Rozmowę o moim przyszłym bratanku przerwał dzwonek do drzwi. Jak się okazało był to Jared, jednak nie sam. Gdy przywitał się z moim bratem, przeszedł do przedstawienia gościa.
-Elizabeth, to jest Olivier, pracował z nami podczas ostatniej trasy. Na jakiś czas zostanie kimś w rodzaju Twojego ochroniarza. - Czy ja dobrze słyszałam?
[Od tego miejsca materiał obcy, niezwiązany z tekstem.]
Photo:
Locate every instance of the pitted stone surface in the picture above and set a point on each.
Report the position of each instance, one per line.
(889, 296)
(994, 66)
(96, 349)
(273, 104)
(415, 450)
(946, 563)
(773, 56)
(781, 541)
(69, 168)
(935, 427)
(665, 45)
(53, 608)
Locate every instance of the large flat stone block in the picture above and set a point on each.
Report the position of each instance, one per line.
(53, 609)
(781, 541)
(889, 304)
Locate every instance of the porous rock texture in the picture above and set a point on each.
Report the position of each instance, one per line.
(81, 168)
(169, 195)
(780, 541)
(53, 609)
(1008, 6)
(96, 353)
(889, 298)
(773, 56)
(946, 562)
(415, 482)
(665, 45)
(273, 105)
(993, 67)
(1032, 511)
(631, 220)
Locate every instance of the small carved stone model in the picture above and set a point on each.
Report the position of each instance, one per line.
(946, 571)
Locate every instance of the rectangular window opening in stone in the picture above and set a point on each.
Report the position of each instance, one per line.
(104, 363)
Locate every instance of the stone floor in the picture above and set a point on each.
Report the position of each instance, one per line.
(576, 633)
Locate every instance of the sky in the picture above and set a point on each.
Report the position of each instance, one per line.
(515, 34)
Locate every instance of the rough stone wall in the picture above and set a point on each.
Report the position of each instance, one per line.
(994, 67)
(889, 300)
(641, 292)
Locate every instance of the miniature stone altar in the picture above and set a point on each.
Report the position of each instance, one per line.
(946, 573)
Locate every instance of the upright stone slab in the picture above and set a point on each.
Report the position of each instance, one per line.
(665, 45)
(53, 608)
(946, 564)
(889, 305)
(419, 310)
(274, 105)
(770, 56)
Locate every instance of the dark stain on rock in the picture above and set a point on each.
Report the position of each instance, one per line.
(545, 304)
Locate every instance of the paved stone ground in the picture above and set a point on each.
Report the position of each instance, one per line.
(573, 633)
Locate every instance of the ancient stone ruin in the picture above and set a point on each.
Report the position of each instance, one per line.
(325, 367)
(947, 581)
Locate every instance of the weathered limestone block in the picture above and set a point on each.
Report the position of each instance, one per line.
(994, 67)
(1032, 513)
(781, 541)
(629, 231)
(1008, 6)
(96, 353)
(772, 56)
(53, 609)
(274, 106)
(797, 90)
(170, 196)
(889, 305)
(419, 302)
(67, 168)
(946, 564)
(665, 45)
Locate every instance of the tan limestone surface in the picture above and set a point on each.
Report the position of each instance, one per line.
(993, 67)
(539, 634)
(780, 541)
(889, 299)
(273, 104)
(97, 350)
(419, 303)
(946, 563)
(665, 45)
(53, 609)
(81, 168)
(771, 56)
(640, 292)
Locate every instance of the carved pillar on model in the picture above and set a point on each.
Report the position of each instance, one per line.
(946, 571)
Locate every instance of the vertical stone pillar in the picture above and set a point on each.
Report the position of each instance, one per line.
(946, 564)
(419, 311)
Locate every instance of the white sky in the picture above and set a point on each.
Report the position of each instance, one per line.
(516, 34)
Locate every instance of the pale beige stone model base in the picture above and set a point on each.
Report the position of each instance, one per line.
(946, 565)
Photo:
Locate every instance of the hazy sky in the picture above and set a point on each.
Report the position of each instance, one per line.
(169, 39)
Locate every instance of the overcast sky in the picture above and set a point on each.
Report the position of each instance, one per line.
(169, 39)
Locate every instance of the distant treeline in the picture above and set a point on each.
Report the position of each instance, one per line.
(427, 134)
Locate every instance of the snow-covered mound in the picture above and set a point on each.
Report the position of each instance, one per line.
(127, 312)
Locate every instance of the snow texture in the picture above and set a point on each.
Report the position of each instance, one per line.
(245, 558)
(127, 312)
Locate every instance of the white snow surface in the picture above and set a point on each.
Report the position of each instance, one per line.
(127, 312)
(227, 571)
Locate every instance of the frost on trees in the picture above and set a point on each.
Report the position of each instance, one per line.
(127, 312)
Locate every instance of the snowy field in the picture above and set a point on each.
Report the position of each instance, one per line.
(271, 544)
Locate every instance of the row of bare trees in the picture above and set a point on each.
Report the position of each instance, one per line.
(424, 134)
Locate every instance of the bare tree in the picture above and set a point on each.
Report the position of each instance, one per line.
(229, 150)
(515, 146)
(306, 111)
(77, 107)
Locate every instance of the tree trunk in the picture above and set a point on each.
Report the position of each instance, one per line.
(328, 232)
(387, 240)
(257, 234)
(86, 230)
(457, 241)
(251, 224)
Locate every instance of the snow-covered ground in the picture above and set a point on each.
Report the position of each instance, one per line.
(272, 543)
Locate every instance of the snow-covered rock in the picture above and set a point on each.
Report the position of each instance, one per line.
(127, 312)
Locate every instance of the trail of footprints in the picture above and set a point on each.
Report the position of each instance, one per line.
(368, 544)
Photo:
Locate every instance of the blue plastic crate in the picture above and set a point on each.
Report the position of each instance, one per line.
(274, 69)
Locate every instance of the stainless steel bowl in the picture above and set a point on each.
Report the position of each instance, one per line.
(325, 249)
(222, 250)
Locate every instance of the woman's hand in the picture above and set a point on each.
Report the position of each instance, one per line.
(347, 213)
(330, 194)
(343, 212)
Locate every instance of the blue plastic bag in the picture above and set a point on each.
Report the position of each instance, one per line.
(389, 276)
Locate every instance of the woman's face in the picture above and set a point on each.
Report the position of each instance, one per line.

Zamrugałam kilkakrotnie i spojrzałam po wszystkich znajdujących się w pokoju. Chyba tylko ja miałam tak głupią minę.
-Miło mi pana poznać. - Wstałam z miejsca i jak wypadało przywitałam się. - Jared, mogę Cię prosić na chwilkę? - Pociągnęłam mężczyznę za ręke w stronę wyjścia z salonu. Słychać było, że mój brat nawiązał rozmowę z przybyłym mężczyzną. A Leto widocznie nie wiedział o co mi chodzi, gdyż przyglądał mi się z zapytaniem w oczach. - Możesz mi to wyjaśnić?
-Co takiego?
-No to! Tego całego ochroniarza!
-Nie krzycz, Lizzy. Widocznie nie dotarło to do Ciebie, ale ktoś Cię śledził, potem włamał się do naszego domu i zostawił głupi liścik, nie wiem jak Ty, ale ja się o Ciebie martwię! - Co za hipokryta, mi kazał nie krzyczeć, a sam to robił. Założyłam ręce na piersi i pokręciłam głową.
-Wiem o tym i się boję, ale ochrona? Co takiego może mi się stać w miejscu gdzie jest pełno ludzi?
-Jaką masz pewność, że to będzie w takim miejscu? Żadną. Dlatego czy chcesz czy nie, od teraz jeździsz z Olivierem, a gdy ja będę mógł to ze mną.
-Nie możesz mi niczego nakazać!
-Owszem może. I ja popieram jego decyzje. To bardzo dobry pomysł. - Do rozmowy wtrącił się mój brat, nie pięknie. Dwa na jednego, i gdzie tu sprawiedliwość?
-I ty przeciwko mnie?
-Liz, tu chodzi o Twoje bezpieczeństwo. To nie jest na stałe, tylko sytuacja przejściowa. Ale teraz lepiej abyś na siebie uważała i nie była sama. Nie wiadomo co może temu komuś wpaść do głowy. - Jared jedynie przytakiwał głową na słowa Mike'a. Naprawdę nie wiedziałam po co to wszystko, wciąż wmawiałam sobie, że nic się nie stanie, że wszyscy, co prawda włącznie ze mną, są zbyt przewrażliwieni.
-Wybaczcie, wypadałoby abym poznała swojego ochroniarza. - Zironizowałam wypowiedź i wyminęłam obydwojga mężczyzn wracając do salonu. Jeżeli to ma uspokoić zarówno Jareda jak i mojego brata postaram się tą sytuację zaakceptować, a może rzeczywiście, ja będę czuła się z tym lepiej?

~
Tadam! Poznajcie moje dobre serduszko i łapcie kolejny rozdział w tak krótkim czasie :) Przez cały tydzień ciocia Alka będzie się bawiła w nianię, więc kiedy coś nowego nie wiem. 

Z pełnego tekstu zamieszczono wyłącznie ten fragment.